The New York Times just ran a piece from Mariame Keba, a self-described “organizer against criminalization,” called “Yes, We Mean Literally Abolish the Police (Because reform won’t happen).”
Ms. Keba argues against reforming the police, saying: “Enough. We can’t reform the police. The only way to diminish police violence is to reduce contact between the public and the police.”
She goes on:
So when you see a police officer pressing his knee into a black man’s neck until he dies, that’s the logical result of policing in America. When a police officer brutalizes a black person, he is doing what he sees as his job.

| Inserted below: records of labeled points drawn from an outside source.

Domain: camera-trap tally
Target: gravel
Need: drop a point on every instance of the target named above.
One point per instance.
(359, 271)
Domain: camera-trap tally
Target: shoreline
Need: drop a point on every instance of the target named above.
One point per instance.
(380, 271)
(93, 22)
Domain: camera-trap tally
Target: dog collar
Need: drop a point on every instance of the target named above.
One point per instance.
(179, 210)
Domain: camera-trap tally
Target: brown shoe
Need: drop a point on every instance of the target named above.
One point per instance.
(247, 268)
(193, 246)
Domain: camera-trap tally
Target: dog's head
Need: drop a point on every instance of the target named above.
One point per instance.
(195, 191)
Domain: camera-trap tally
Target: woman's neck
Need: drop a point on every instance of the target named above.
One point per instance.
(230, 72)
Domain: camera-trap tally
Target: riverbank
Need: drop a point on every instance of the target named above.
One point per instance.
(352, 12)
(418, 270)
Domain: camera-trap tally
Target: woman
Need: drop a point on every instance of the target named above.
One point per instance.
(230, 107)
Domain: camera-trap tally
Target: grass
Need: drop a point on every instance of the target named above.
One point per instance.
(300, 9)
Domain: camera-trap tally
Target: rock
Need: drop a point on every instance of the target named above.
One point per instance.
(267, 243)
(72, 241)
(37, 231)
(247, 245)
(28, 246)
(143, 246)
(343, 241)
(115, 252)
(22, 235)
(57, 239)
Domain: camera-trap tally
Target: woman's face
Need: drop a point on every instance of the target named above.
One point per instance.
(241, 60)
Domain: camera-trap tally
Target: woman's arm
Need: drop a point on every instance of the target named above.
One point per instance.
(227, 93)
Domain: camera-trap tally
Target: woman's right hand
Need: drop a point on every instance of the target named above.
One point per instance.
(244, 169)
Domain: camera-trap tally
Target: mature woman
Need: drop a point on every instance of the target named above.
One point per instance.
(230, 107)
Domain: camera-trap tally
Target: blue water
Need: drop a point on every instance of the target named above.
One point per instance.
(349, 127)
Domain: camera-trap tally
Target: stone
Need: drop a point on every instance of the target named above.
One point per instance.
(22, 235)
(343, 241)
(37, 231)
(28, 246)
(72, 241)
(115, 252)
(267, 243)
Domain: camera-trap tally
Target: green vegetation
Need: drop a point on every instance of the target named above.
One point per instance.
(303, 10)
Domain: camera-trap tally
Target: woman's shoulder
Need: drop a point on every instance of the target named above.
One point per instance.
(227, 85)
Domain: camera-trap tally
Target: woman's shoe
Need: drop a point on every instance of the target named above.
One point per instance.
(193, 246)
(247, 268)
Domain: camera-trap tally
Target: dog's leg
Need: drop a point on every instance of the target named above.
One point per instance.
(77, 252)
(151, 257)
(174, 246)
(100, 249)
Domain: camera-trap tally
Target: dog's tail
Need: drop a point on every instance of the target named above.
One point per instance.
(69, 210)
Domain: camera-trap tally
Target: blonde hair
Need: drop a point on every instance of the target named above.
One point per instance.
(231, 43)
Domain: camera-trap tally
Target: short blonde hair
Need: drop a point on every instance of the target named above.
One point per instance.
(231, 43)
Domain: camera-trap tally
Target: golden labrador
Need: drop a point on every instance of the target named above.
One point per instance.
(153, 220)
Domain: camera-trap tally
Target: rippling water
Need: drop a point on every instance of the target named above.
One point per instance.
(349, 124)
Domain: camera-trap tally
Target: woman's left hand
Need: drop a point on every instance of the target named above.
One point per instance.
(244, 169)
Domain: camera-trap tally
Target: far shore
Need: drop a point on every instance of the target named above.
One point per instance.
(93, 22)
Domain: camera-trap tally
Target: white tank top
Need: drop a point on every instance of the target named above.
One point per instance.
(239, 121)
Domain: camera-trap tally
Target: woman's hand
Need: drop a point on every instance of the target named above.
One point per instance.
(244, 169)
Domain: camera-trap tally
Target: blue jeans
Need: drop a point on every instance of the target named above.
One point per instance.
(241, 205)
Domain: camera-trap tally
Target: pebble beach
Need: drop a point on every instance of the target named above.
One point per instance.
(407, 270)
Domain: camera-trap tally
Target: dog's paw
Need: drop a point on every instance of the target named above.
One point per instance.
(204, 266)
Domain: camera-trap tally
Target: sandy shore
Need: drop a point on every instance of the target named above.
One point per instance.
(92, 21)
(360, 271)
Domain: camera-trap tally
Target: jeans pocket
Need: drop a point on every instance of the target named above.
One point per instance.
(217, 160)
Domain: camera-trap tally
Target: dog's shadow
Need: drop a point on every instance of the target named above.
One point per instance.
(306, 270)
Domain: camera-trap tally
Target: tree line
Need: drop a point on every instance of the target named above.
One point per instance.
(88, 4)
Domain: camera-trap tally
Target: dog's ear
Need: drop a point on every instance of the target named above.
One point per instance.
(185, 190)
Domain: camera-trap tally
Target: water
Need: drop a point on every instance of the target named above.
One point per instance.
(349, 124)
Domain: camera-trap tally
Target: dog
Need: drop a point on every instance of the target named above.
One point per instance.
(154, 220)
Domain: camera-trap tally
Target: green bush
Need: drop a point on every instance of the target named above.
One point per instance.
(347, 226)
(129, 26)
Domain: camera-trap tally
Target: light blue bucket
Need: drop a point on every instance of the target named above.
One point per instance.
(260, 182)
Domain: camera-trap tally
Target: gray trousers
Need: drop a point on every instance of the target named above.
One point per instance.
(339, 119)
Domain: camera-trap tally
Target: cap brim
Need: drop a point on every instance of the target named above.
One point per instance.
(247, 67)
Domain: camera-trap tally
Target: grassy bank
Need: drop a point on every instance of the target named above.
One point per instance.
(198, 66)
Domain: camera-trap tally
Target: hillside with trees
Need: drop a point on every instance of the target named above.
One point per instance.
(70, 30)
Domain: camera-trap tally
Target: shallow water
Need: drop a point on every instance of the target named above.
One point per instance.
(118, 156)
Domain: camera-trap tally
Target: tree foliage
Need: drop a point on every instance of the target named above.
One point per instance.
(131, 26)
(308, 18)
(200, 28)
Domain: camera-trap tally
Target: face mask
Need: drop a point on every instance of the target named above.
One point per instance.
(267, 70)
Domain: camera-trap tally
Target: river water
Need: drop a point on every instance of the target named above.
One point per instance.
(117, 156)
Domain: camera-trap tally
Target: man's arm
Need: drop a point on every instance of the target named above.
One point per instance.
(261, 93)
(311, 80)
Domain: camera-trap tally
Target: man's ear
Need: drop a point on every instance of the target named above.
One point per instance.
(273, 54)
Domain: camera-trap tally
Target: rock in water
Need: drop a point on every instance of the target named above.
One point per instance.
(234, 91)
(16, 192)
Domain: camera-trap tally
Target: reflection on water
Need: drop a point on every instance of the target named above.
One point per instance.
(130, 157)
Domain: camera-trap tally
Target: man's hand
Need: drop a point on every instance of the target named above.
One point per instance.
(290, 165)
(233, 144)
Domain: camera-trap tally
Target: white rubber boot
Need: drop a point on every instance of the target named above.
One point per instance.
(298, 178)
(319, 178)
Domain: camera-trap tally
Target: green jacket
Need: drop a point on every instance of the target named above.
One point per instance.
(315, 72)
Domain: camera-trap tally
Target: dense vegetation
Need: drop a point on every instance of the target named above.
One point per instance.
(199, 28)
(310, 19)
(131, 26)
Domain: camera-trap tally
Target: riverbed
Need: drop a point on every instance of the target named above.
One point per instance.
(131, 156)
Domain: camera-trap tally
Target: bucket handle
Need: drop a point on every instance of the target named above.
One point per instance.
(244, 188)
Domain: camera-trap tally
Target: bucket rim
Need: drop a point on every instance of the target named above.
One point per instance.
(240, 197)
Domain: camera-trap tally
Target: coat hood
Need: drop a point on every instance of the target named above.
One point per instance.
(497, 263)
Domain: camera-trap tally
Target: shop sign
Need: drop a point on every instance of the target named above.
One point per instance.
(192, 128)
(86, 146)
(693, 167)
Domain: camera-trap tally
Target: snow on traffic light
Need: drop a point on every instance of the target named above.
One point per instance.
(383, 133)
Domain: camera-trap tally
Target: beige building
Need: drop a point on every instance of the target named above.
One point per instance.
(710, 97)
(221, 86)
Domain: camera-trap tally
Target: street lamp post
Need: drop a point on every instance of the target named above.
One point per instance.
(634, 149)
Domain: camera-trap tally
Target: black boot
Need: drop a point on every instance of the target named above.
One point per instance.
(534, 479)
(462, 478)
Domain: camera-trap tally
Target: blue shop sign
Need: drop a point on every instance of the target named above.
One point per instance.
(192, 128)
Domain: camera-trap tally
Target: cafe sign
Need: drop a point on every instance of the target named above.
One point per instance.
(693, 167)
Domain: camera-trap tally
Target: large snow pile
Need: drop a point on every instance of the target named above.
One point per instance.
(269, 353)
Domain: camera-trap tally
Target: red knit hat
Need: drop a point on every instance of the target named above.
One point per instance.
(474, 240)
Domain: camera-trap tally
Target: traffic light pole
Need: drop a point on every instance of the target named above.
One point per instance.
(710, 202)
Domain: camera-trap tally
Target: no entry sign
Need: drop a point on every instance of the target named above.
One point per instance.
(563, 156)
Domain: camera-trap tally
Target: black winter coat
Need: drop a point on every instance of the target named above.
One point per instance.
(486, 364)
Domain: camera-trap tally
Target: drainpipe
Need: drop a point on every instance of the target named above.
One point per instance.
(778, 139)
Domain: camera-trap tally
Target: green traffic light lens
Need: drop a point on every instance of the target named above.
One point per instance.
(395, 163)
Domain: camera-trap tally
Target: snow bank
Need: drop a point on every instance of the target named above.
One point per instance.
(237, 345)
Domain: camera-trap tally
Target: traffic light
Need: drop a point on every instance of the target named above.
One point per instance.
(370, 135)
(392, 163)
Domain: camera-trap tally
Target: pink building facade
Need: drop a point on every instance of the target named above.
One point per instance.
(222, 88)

…I’ve been advocating the abolition of the police for years.
She couldn’t be more wrong. Actually, the logical result of policing in America is the saving of thousands of lives, many of them minorities. And studies conclusively show that racial bias is not a factor in police shootings.
Ms. Keba is engaging in demonization of the police, a perspective that is widespread on the left. It’s a troubling perspective, because if she’s right about the inhuman devilishness of police officers, it’s hard to see why the next step wouldn’t be violent and lethal attacks on officers.

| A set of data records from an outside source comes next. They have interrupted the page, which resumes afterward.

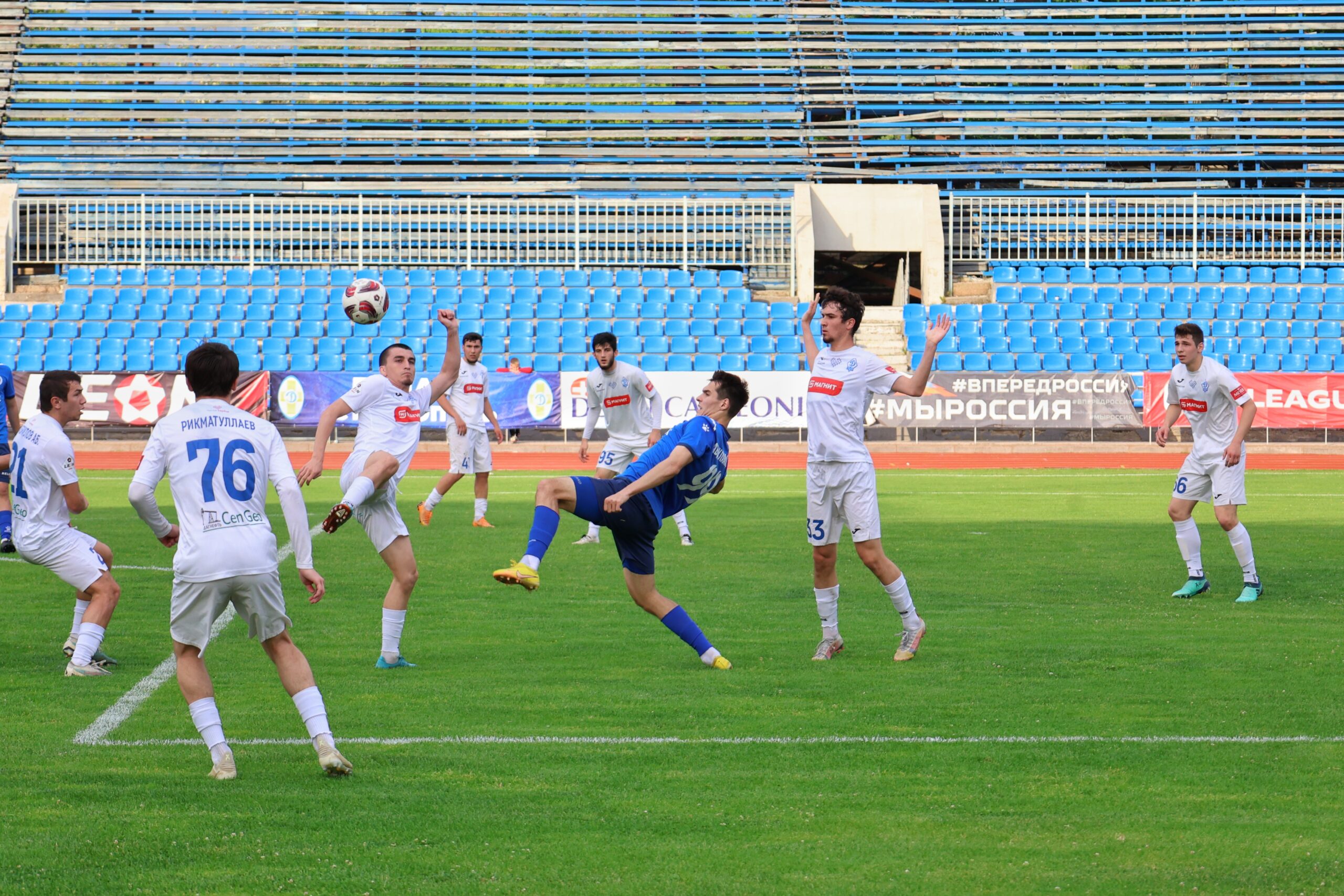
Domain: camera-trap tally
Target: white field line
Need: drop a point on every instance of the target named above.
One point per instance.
(114, 715)
(116, 567)
(788, 742)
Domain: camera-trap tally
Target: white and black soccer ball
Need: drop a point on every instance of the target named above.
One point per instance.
(366, 301)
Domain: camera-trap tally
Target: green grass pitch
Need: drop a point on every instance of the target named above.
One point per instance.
(1049, 617)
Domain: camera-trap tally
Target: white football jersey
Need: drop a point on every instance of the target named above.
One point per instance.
(469, 393)
(839, 392)
(44, 460)
(1210, 398)
(389, 418)
(218, 460)
(627, 399)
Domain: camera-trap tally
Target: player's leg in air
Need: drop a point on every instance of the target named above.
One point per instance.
(401, 561)
(594, 530)
(634, 534)
(380, 467)
(683, 529)
(82, 601)
(194, 609)
(1187, 539)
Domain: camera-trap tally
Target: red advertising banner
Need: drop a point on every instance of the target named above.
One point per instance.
(1283, 400)
(140, 399)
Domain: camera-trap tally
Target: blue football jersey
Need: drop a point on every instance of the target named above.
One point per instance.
(709, 445)
(6, 394)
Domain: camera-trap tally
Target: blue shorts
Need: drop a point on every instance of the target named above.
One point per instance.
(634, 529)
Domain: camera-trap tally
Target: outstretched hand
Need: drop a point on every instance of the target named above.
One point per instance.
(310, 472)
(812, 311)
(315, 583)
(937, 328)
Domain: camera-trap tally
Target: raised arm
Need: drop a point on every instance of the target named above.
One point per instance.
(663, 472)
(810, 342)
(916, 383)
(452, 359)
(591, 422)
(326, 424)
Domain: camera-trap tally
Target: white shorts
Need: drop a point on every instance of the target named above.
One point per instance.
(1213, 483)
(471, 453)
(378, 515)
(839, 495)
(617, 456)
(197, 605)
(71, 558)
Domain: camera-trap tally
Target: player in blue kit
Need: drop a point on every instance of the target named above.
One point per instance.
(683, 467)
(8, 424)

Of course, she’s wrong. Activists like Keba may long for the end of the police, but the truly vulnerable in society view them as friends, family, even saviors. A striking piece called “Why We Need The Police” published in City Journal shows this truth poignantly:
How lovely when we see the police! They are my friends.”
So said an elderly lady attending a police-community meeting in the Bronx several years ago. Her voice is representative of the thousands of senior citizens, middle-aged workers, and small-business owners who fervently support the New York Police Department. These vulnerable New Yorkers want more police presence, not less; they view officers as their only protection against predation. What will the activists seeking to defund the NYPD tell these law-abiding residents—that they are now on their own?
The people who live in high-crime neighborhoods understand more about policing than the anti-cop agitators. Since the early 1990s, when the homicide toll in New York City topped 2,000 per year, tens of thousands of lives have been saved, thanks to the NYPD’s highly responsive, data-driven policing. That policing model, known as Compstat, holds precinct commanders ruthlessly accountable for crime in their jurisdiction; it has driven homicide down 86 percent from 1990, to only 319 in 2019. Most of the lives saved by suppressing crime since then have been black and Hispanic.
Keba doesn’t care about these lives, because they aren’t important for her destructive Marxist agenda.
Keba’s slander against her fellow Americans is a shameful thing for the New York Times to print. But print it they did.
What does this say about the future of America?